Entre as histórias que nos contam, destacam-se a de uma livreira antiquária condenada a reviver incessantemente o mesmo dia, uma recriação ficcionada da travessia de um barco de imigrantes pelo Canal da Mancha e uma coletânea de contos que especula sobre o fim da Humanidade tal como a conhecemos. A 20 de maio, em Londres, será anunciada a obra vencedora, e sucessora de Kairos, de Jenny Erpenbeck (vencedora da edição passada), que arrecadará o prémio de 50 mil libras. Fique a conhecer estes seis livros que celebram a força do espírito humano num mundo em constante mudança – e faça as suas apostas.
On the Calculation of Volume I, de Solvej Balle
Traduzido do dinamarquês por Barbara J. Haveland, On the Calculation of Volume I narra a história de uma livreira antiquária que se vê presa num loop temporal, condenada a reviver repetidamente o dia 18 de novembro. Primeira parte de uma septologia, é o projeto literário mais ambicioso de Solvej Balle, autora, editora, tradutora e poetisa dinamarquesa, que alcançou reconhecimento internacional com o aclamado According to the Law: Four Accounts of Mankind.
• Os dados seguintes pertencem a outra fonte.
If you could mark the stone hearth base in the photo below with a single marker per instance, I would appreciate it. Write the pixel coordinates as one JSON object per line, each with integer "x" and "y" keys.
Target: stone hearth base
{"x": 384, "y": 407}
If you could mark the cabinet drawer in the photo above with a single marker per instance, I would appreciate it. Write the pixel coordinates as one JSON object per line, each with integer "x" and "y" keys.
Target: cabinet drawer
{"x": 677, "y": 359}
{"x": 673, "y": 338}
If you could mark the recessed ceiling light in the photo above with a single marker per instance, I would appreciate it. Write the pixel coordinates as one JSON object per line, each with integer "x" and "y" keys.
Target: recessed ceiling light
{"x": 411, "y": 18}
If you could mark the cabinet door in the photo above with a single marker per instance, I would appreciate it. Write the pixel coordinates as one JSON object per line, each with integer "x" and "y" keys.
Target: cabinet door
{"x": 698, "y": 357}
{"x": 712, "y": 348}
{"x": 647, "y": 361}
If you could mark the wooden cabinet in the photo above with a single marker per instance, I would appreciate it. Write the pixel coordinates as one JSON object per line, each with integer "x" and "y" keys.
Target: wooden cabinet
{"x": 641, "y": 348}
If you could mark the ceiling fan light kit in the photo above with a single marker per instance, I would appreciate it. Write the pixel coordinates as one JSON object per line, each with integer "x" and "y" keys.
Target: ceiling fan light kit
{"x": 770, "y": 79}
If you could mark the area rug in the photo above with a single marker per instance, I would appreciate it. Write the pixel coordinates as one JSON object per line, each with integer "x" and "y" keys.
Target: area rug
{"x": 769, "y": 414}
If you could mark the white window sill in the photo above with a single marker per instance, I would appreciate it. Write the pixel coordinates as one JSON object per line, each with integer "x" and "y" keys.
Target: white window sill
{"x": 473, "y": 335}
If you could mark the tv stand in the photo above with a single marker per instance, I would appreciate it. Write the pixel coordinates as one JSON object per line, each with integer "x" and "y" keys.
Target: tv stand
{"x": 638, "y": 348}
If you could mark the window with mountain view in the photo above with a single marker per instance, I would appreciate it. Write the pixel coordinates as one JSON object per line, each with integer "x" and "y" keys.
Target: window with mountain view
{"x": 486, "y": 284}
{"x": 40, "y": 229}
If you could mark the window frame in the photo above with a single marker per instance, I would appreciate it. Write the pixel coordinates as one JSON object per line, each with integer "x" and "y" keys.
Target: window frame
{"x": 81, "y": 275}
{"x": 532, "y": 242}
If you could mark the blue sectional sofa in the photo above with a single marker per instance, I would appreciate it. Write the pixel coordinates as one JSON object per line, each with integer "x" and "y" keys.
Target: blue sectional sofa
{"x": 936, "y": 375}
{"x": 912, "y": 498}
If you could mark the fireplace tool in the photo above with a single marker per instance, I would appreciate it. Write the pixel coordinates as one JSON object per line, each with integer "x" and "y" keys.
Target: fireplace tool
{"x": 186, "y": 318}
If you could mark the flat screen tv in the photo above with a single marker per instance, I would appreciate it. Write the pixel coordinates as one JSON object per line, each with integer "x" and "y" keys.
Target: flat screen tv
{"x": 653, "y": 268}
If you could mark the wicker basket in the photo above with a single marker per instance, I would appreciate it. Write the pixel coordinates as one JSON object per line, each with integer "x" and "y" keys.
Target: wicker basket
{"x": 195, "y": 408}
Small Boat, de Vincent Delecroix
Baseado em acontecimentos verídicos, Small Boat reconta a trágica travessia de um grupo de migrantes pelo Canal da Mancha, que terminou com a morte de 27 pessoas. Traduzido do francês por Helen Stevenson, desenvolve-se a partir do ponto de vista de uma trabalhadora da guarda costeira francesa que recebeu — mas ignorou — os pedidos de socorro, e deve agora explicar as suas ações às autoridades. Um chocante conto moral dos tempos modernos, sobre o lado mais negro da Humanidade, é a obra mais recente de Vincent Delecroix, filósofo e escritor parisiense, nascido em 1969.
Under the Eye of the Big Bird, de Hiromi Kawakami
Passado num futuro longínquo, Under the Eye of the Big Bird transporta-nos para uma civilização à beira do colapso onde as crianças são fabricadas industrialmente e os adultos vivem sob o olhar atento de entidades de inteligência artificial conhecidas como "Mães". Composta por 14 narrativas interligadas entre si, esta obra traduzida do japonês por Asa Yoneda, volta a confirmar Hiromi Kawakami como uma das vozes mais marcantes da literatura japonesa contemporânea, 23 anos após ter conquistado os leitores com Strange Weather in Tokyo.
As Perfeições, de Vincenzo Latronico
O único livro da lista editado em Portugal até à data, As Perfeições segue um jovem casal de nómadas digitais que tenta viver o seu sonho em Berlim, mas que se vê esmagado pela inevitável desilusão do mundo moderno e a realidade distorcida das redes sociais. Um dos romances mais aclamados da literatura italiana contemporânea, traduzido por Sophie Hughes na edição inglesa e por Vasco Gato na portuguesa, marca a estreia do romancista, tradutor e crítico de arte Vincenzo Latronico em Portugal.
Heart Lamp, de Banu Mushtaq
Traduzido do canarês — a língua materna de cerca de 38 milhões de indianos — por Deepa Bhasthi, Heart Lamp reúne doze contos sobre mulheres muçulmanas marginalizadas no Sul da Índia, que lutam para sobreviver e prosperar numa sociedade em que as probabilidades estão firmemente contra elas. Alvo de censura, mas também de reconhecimento por alguns dos principais prémios literários da Índia, esta obra afirma Banu Mushtaq, advogada, ativista e autora de ficção, ensaio e poesia, como uma das vozes indianas mais poderosas da atualidade.
A Leopard-Skin Hat, de Anne Serre
Traduzido do francês por Mark Hutchinson, A Leopard-Skin Hat capta o amor e o desespero de uma intensa amizade platónica entre o narrador e a sua melhor amiga de infância, Fanny, que sofre de graves problemas psicológicos. Escrito através de uma série de fragmentos de memória que saltam para trás e para a frente no tempo, este romance profundamente comovente foi escrito na sequência da morte da irmã mais nova de Anne Serre, autora nascida em Bordéus em 1960, que alcançou reconhecimento com Les Gouvernantes.